Tool / function calling explained.
A language model can only emit text. Tool calling (a.k.a. function calling) is the protocol that turns "emit text" into "do things in the world": the model requests a function, your code runs it, and the result goes back into context. This entry explains the exact request/response shape, the loop it implies, why the model never executes anything itself, and the design rules that keep tool-using agents safe.
The model proposes; your code disposes.
The single most important fact: the model does not call your function. It outputs a structured request asking you to call it. There is no code execution inside the model. Tool calling is a disciplined text protocol with three steps:
- You describe the available tools (name, purpose, parameter schema) in the request.
- The model, instead of answering in prose, may emit a tool-use message: "call
get_weatherwith{"city": "Paris"}." - Your application executes the real function, then sends the result back as a tool-result message. The model continues, now able to use that result.
Everything the model does is still next-token prediction. It was post-trained to emit a specific JSON-shaped structure when a tool would help; the "calling" is your code reacting to that structure.
The wire shape.
# 1. You declare tools in the request tools = [{ "name": "get_weather", "description": "Current weather for a city. Use when asked about weather.", "input_schema": { "type": "object", "properties": {"city": {"type": "string"}}, "required": ["city"] } }]
# 2. Model replies with a tool-use request (not prose)
{ "type": "tool_use", "id": "t_01", "name": "get_weather",
"input": { "city": "Paris" } }
# 3. YOUR code runs get_weather("Paris") and returns a tool_result
{ "type": "tool_result", "tool_use_id": "t_01",
"content": "12C, light rain" }
# 4. Model now answers in prose, grounded in the result
"It's 12C with light rain in Paris right now."
The tool description and parameter schema are prompt engineering, not boilerplate. The model decides whether and how to call a tool based almost entirely on that text. A vague description ("does stuff with users") produces unreliable calling; a precise one ("Fetch a user by ID. Use only when you have a numeric user_id; do not guess IDs") produces reliable calling.
The loop this implies.
One tool call is rarely the end. The result may prompt another call, then another, until the model has enough to answer. That cycle — model → tool request → execute → result → model — repeated until the model emits a final answer instead of a tool request, is the agent loop (covered in the Agentic AI section). Tool calling is the primitive; the loop is the pattern built on it. Two consequences for beginners:
- You own the loop. The API does not auto-execute. You write the code that detects a tool-use message, runs the function, appends the result, and calls the model again.
- You need a stop condition. A buggy tool that always errors can make the model retry forever. Always cap iterations.
Why this primitive is powerful.
Tool calling removes three structural weaknesses of a bare LLM:
- Stale knowledge → live data. The model's training has a cutoff. A
searchorget_accounttool gives it current facts instead of memorized guesses. - Bad at exact computation → real computation. Models are unreliable at arithmetic and precise logic. A
calculatororrun_sqltool offloads exactness to code that is actually exact. - Can't act → can act.
send_email,create_ticket,deploy— tools are how an LLM affects the world rather than only describing it.
This is also the through-line of this section: RAG is essentially a retrieval tool wired into context; structured output is the same JSON-shaping machinery pointed at the final answer instead of a function call.

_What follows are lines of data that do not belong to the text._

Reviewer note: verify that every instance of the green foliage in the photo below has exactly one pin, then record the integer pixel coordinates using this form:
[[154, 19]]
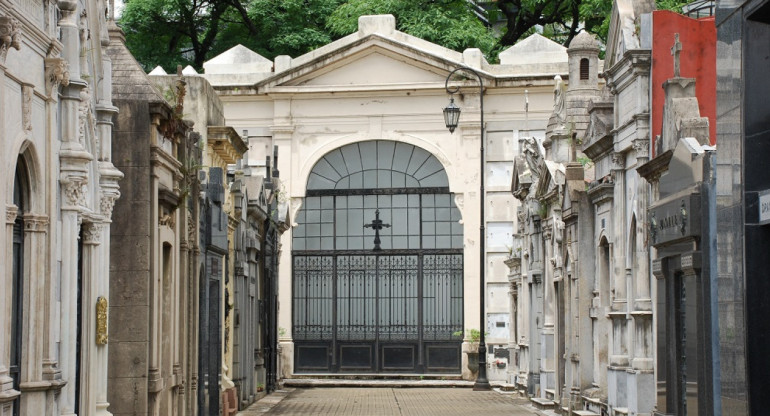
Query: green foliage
[[450, 23], [473, 334], [289, 27], [189, 32]]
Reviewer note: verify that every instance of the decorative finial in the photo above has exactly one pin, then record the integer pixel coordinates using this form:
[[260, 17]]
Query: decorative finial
[[675, 52]]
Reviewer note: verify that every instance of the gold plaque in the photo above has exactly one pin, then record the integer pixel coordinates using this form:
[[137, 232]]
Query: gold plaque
[[101, 321]]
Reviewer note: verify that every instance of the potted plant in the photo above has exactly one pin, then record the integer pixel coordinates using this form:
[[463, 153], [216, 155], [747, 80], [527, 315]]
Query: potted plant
[[473, 348]]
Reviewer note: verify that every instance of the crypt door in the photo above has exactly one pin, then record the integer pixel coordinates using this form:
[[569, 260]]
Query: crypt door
[[377, 264]]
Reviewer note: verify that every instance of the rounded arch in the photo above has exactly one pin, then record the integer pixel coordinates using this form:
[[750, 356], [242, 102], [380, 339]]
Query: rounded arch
[[315, 156], [631, 244], [27, 163]]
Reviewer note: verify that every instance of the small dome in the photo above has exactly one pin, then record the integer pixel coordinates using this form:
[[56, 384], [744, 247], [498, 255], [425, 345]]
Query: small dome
[[583, 41]]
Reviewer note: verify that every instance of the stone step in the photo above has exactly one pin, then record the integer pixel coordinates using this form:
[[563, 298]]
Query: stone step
[[543, 404], [393, 382], [584, 413]]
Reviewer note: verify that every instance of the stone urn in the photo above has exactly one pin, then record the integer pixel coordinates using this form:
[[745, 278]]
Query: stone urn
[[473, 357]]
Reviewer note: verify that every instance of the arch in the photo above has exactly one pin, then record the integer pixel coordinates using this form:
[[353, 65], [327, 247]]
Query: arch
[[377, 164], [604, 271], [584, 69], [310, 162], [379, 225]]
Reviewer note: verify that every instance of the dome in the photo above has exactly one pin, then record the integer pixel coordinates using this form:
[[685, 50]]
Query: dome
[[583, 41]]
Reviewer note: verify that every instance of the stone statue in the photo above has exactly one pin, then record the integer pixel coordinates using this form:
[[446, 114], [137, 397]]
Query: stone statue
[[559, 109]]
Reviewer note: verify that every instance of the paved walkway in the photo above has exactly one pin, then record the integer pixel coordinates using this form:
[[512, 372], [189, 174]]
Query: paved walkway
[[387, 401]]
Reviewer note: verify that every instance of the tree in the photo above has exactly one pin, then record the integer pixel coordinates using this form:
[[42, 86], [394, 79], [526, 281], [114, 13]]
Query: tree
[[522, 17], [171, 32], [449, 23]]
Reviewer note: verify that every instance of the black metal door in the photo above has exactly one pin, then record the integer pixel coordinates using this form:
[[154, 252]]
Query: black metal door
[[378, 313], [378, 264]]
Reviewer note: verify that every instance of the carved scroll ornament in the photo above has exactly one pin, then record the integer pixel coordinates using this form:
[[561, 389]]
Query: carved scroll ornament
[[101, 321], [10, 35]]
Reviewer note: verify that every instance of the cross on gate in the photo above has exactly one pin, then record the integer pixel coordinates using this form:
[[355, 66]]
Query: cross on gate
[[675, 53], [376, 225]]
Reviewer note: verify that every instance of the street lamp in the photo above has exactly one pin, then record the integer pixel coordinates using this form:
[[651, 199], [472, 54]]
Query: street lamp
[[451, 118]]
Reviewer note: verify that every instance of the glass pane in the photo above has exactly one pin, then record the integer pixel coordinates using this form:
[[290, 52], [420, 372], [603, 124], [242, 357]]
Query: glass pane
[[352, 158], [368, 154], [383, 179], [385, 151], [343, 183], [357, 180], [370, 179], [335, 159], [355, 222], [319, 182], [355, 243], [399, 222], [356, 201], [400, 243]]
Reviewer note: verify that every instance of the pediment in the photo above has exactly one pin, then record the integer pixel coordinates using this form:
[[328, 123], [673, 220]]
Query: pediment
[[375, 66], [624, 28], [368, 62]]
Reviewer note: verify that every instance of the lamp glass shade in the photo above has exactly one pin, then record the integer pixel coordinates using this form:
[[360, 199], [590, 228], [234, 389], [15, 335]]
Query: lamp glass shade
[[451, 115]]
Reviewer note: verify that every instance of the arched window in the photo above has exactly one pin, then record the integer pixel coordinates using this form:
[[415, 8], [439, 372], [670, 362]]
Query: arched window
[[584, 68], [378, 264]]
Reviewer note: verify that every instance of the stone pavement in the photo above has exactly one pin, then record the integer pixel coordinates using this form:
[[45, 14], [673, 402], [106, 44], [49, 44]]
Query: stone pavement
[[387, 401]]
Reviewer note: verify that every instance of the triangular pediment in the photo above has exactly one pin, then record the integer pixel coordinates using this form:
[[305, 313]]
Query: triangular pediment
[[375, 66], [374, 60], [624, 32]]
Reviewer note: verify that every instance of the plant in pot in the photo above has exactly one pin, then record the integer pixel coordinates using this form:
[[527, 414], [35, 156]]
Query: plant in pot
[[473, 348]]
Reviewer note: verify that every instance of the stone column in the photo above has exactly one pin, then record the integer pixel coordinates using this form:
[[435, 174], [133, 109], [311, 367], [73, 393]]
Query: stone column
[[93, 357], [618, 360], [74, 193], [33, 386], [642, 382], [7, 394]]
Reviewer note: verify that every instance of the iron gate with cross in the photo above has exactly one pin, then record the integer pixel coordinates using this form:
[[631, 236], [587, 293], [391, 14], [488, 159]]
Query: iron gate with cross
[[387, 297]]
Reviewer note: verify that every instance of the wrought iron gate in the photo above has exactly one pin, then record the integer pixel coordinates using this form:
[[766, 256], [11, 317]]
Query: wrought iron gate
[[378, 313], [370, 293]]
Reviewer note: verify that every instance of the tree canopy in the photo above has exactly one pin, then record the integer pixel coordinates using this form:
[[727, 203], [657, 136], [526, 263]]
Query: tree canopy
[[189, 32]]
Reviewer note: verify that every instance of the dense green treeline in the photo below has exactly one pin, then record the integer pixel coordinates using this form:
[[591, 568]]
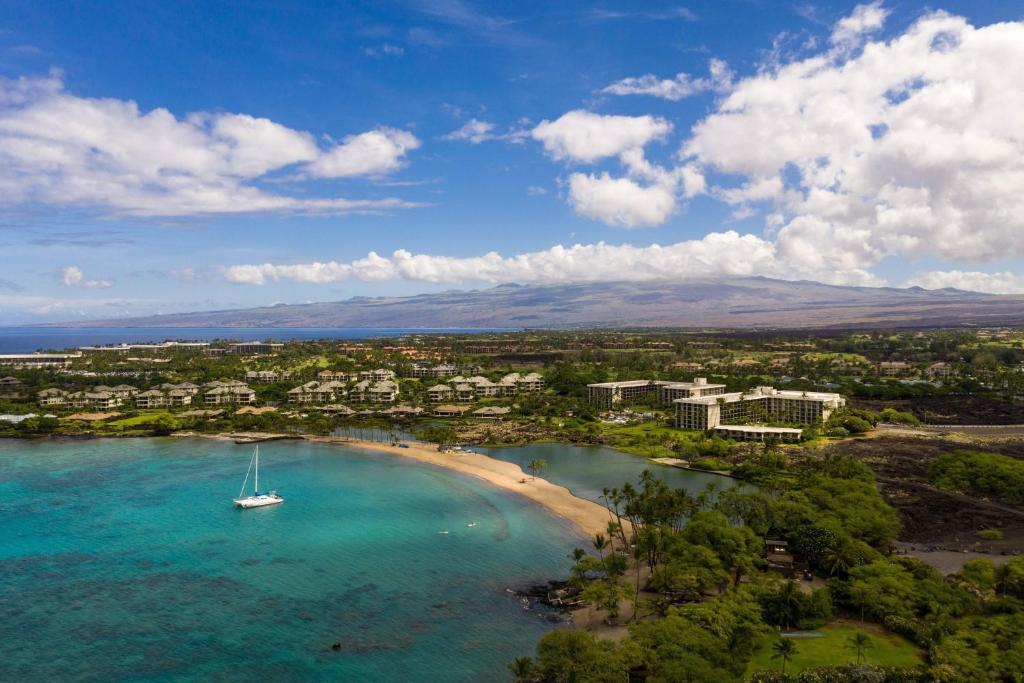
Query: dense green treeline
[[699, 600]]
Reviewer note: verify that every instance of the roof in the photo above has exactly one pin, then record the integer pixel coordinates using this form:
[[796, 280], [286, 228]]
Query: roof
[[758, 429], [493, 410], [615, 385]]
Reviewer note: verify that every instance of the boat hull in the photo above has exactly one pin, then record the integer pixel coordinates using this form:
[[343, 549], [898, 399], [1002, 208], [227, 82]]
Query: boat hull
[[258, 501]]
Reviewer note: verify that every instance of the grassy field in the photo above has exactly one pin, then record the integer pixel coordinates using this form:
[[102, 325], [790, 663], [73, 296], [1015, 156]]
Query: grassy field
[[835, 649], [138, 420]]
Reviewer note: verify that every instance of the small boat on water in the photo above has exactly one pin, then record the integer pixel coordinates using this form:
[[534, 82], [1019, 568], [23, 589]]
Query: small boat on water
[[257, 500]]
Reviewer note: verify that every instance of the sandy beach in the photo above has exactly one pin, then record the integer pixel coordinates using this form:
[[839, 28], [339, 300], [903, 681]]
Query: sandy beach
[[587, 516]]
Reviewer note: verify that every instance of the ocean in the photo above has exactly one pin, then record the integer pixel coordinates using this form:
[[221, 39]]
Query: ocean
[[587, 470], [125, 559], [27, 340]]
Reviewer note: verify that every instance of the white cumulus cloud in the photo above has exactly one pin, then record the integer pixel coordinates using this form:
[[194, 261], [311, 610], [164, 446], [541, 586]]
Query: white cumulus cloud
[[621, 201], [584, 136], [716, 254], [474, 131], [972, 281], [73, 276], [59, 148], [907, 146], [674, 89]]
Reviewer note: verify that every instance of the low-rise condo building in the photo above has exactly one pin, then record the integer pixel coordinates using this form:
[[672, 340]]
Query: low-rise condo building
[[316, 392], [763, 404], [670, 391], [605, 394], [439, 393]]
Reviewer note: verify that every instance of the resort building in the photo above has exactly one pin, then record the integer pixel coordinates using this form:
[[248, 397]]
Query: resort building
[[254, 347], [763, 404], [230, 392], [316, 392], [895, 369], [522, 383], [377, 392], [422, 370], [334, 376], [378, 375], [268, 376], [759, 433], [185, 387], [439, 392], [100, 400], [35, 360], [605, 394], [450, 411], [670, 391], [152, 398], [52, 397]]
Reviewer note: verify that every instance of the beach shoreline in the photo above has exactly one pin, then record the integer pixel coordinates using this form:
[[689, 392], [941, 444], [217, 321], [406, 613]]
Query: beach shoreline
[[586, 516]]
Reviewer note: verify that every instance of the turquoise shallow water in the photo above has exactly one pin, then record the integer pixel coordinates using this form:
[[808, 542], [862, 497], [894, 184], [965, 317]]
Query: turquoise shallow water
[[587, 470], [124, 559]]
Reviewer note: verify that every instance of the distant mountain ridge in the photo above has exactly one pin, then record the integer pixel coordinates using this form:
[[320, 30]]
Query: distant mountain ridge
[[732, 302]]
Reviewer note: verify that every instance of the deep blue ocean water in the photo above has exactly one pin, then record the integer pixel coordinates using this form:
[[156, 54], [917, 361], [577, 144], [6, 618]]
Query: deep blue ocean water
[[124, 559], [27, 340]]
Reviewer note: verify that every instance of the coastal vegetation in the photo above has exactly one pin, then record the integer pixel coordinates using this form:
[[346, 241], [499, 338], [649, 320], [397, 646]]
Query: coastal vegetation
[[690, 582], [980, 473], [704, 601]]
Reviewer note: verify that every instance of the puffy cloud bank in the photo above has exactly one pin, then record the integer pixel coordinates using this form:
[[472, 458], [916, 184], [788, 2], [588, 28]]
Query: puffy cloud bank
[[716, 254], [65, 150], [905, 146], [73, 276]]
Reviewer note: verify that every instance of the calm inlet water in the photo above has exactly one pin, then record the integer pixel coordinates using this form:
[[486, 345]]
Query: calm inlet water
[[124, 559], [587, 470]]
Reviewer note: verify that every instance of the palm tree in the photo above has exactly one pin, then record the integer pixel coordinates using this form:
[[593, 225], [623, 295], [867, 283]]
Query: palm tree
[[841, 558], [860, 642], [637, 556], [536, 466], [785, 649], [600, 543], [522, 669], [1003, 574], [788, 598]]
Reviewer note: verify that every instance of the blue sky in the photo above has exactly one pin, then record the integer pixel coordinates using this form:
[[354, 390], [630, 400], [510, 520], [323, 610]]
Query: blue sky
[[165, 157]]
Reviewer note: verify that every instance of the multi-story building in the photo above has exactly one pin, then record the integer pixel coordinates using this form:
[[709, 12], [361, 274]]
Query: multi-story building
[[316, 392], [335, 376], [52, 397], [378, 392], [605, 394], [255, 347], [152, 398], [762, 404], [670, 391], [439, 392], [230, 392], [377, 375]]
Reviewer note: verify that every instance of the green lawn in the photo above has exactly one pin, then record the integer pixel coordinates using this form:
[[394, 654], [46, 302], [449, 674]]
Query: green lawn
[[143, 419], [835, 649]]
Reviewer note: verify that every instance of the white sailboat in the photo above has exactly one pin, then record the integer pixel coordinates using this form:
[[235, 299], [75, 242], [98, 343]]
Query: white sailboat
[[257, 500]]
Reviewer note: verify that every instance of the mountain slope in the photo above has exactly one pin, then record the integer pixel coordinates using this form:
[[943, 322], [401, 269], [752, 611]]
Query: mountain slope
[[737, 302]]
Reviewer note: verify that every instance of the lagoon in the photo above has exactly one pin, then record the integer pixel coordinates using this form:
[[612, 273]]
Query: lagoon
[[124, 558], [587, 470]]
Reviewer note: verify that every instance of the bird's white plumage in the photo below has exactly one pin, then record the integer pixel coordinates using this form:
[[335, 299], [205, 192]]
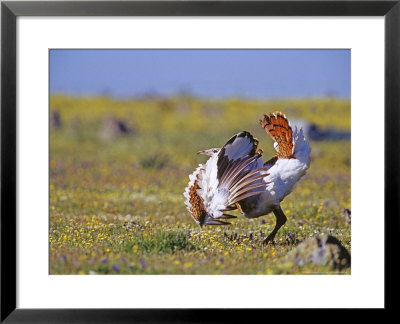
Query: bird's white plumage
[[282, 177], [235, 173]]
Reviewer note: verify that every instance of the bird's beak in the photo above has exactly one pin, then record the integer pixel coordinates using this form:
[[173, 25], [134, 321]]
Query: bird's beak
[[205, 152]]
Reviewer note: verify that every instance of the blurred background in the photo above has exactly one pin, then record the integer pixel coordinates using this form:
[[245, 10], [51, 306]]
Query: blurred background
[[253, 74], [125, 126]]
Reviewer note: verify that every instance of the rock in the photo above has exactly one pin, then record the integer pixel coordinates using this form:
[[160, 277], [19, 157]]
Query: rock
[[315, 133], [112, 128], [321, 250]]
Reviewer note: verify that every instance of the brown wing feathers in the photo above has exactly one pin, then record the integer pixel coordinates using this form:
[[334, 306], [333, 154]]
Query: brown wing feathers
[[277, 126]]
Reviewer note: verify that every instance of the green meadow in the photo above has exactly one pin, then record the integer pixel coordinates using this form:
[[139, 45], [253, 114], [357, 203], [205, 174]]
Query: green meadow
[[116, 197]]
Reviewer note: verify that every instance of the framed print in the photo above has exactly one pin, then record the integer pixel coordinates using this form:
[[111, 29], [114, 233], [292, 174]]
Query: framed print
[[293, 109]]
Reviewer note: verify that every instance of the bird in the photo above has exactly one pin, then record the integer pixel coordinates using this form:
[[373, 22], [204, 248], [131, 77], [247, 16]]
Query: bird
[[235, 177]]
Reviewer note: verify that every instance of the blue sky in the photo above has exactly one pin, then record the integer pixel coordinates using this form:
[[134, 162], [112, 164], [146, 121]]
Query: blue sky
[[259, 74]]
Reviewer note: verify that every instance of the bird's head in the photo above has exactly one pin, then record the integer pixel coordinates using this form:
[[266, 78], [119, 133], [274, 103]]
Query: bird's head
[[209, 152]]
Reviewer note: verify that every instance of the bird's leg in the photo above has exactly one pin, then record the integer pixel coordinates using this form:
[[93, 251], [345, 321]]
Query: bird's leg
[[280, 221]]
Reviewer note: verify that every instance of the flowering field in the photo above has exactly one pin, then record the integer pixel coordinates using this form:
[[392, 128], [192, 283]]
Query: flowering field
[[118, 169]]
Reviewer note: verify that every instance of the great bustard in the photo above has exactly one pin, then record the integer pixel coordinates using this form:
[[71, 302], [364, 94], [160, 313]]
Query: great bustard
[[235, 177]]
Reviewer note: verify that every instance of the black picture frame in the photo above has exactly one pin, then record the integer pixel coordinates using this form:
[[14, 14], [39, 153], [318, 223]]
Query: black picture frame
[[10, 10]]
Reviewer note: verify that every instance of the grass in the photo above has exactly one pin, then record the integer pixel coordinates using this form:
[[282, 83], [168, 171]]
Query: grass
[[117, 205]]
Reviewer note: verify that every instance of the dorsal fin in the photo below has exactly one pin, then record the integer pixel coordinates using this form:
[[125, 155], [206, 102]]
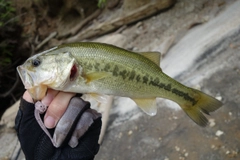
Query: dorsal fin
[[153, 56]]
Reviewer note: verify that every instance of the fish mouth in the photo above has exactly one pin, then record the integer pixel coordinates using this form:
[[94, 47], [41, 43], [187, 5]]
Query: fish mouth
[[25, 77], [73, 72]]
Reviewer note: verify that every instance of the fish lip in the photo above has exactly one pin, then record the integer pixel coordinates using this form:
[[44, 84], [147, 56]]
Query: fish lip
[[25, 77]]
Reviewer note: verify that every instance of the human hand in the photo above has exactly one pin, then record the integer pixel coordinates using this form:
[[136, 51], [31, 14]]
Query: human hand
[[34, 141], [57, 103]]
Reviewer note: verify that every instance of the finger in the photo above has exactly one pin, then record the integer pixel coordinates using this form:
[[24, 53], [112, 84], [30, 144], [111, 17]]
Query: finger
[[51, 94], [27, 97], [57, 108]]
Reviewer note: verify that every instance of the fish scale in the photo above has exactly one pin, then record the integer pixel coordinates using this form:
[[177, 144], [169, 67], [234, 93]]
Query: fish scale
[[107, 69]]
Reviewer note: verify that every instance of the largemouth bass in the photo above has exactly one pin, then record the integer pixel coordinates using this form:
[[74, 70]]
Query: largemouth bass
[[96, 68]]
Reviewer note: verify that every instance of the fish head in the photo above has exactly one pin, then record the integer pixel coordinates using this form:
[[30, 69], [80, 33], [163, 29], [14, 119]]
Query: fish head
[[53, 69]]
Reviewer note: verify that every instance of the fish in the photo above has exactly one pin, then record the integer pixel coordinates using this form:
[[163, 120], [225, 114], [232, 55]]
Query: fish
[[103, 69]]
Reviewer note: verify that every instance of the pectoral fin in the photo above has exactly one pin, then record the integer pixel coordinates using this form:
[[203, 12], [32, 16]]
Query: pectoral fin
[[93, 76], [99, 97], [147, 105], [153, 56]]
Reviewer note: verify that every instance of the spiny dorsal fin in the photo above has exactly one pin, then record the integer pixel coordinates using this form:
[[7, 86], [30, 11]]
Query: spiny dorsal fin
[[153, 56], [147, 105]]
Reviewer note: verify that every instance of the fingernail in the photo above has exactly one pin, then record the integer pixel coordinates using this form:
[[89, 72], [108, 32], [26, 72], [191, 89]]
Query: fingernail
[[50, 122]]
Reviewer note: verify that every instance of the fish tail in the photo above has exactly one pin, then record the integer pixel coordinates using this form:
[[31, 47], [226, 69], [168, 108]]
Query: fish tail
[[205, 104]]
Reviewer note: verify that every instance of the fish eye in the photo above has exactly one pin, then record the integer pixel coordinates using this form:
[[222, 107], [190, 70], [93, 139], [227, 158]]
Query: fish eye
[[36, 62]]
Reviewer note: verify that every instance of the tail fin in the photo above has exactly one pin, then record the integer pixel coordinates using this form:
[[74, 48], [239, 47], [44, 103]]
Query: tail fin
[[205, 105]]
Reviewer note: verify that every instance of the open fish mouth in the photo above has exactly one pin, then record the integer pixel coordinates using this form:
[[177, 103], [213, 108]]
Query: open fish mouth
[[25, 77]]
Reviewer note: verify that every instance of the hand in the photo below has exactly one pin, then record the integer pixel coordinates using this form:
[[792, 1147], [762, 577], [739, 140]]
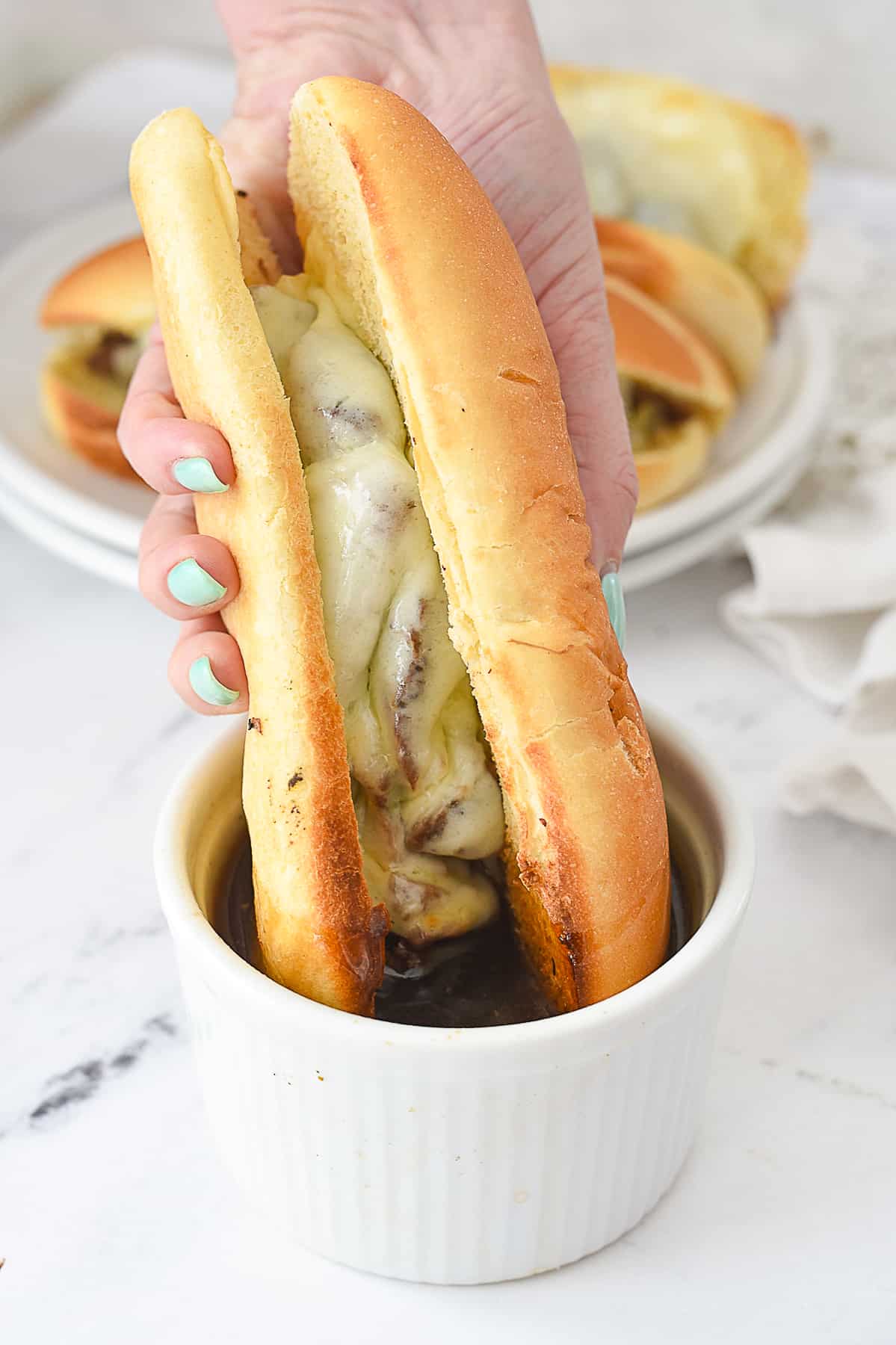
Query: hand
[[478, 73]]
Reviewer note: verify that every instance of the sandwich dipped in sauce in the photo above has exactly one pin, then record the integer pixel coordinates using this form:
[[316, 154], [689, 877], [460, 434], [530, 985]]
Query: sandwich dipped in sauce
[[102, 311], [440, 717]]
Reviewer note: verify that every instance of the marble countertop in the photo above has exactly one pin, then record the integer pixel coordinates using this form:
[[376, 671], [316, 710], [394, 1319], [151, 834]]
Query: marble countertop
[[116, 1222]]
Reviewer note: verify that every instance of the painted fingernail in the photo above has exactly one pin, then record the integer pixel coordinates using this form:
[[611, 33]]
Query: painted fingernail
[[615, 599], [197, 474], [208, 686], [190, 584]]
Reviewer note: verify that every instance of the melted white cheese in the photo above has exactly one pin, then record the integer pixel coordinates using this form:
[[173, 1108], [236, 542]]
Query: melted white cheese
[[425, 800]]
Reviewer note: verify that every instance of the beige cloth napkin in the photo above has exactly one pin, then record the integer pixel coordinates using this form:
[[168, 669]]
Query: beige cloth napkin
[[822, 599]]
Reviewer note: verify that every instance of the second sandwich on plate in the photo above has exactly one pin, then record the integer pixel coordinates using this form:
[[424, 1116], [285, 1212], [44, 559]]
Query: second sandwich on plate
[[440, 719]]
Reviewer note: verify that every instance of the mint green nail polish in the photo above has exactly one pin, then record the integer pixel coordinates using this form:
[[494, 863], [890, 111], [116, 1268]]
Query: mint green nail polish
[[197, 474], [208, 686], [190, 584], [611, 584]]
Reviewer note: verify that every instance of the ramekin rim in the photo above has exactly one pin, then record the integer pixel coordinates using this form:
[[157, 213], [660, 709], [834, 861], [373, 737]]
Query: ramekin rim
[[191, 930]]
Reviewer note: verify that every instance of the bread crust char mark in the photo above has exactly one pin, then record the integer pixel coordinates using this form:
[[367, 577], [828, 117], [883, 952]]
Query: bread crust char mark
[[397, 226], [316, 927]]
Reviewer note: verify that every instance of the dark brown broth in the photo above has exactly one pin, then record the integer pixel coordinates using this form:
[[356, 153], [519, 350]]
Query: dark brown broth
[[481, 980]]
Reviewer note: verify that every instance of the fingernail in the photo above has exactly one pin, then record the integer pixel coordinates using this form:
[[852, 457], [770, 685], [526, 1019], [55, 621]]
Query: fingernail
[[197, 474], [208, 686], [190, 584], [615, 599]]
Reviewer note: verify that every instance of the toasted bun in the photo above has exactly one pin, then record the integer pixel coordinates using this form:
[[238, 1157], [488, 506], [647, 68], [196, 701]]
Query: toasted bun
[[719, 302], [397, 226], [657, 349], [390, 217], [692, 161], [112, 289], [316, 928]]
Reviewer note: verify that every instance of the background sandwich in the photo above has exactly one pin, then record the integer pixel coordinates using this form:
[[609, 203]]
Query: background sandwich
[[676, 390], [102, 309], [385, 675], [693, 163]]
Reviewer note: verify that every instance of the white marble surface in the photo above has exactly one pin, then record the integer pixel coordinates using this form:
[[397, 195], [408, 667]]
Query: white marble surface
[[116, 1220]]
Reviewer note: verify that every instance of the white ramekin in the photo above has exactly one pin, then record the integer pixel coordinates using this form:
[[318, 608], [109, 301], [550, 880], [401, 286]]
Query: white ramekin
[[452, 1156]]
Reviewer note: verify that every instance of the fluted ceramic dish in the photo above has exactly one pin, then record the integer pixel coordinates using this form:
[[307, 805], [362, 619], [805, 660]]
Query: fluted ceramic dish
[[454, 1156]]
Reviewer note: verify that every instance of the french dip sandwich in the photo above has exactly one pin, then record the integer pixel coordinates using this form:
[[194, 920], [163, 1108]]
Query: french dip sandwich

The safety rules that are not optional.
A tool argument produced by the model is untrusted input. The model can be wrong, or steered by prompt injection in retrieved/tool content. Treat every tool call as if a stranger on the internet sent that request to your function.
- Validate before executing. Re-check the arguments against the schema and your own business rules in code. Never pass model output straight into a shell, SQL string, or filesystem path.
- Least privilege. Expose the narrowest tool that does the job.
refund_order(order_id, amount)with server-side limits, notrun_arbitrary_sql. - Gate irreversible actions. Deletes, payments, sends — require explicit confirmation or human approval. Capability limits hold even when the prompt is subverted; a sentence telling the model "be careful" does not.
- Return errors as data. When a tool fails, send a structured error back as the tool result so the model can react ("that user does not exist") rather than crashing the loop.
- Make tools idempotent where possible. The loop may retry; a retried
charge_cardmust not double-charge.
Deliverable
You understand tool calling as a text protocol: you declare tools with precise descriptions and schemas, the model emits a structured tool-use request, your code executes the real function and returns a tool-result, and the model continues grounded in it. You own the surrounding loop and its stop condition. You know it exists to fix stale knowledge, weak computation, and inability to act. And you treat every model-produced argument as untrusted: validate it, scope tools to least privilege, gate irreversible actions with capability limits rather than instructions, and make execution idempotent.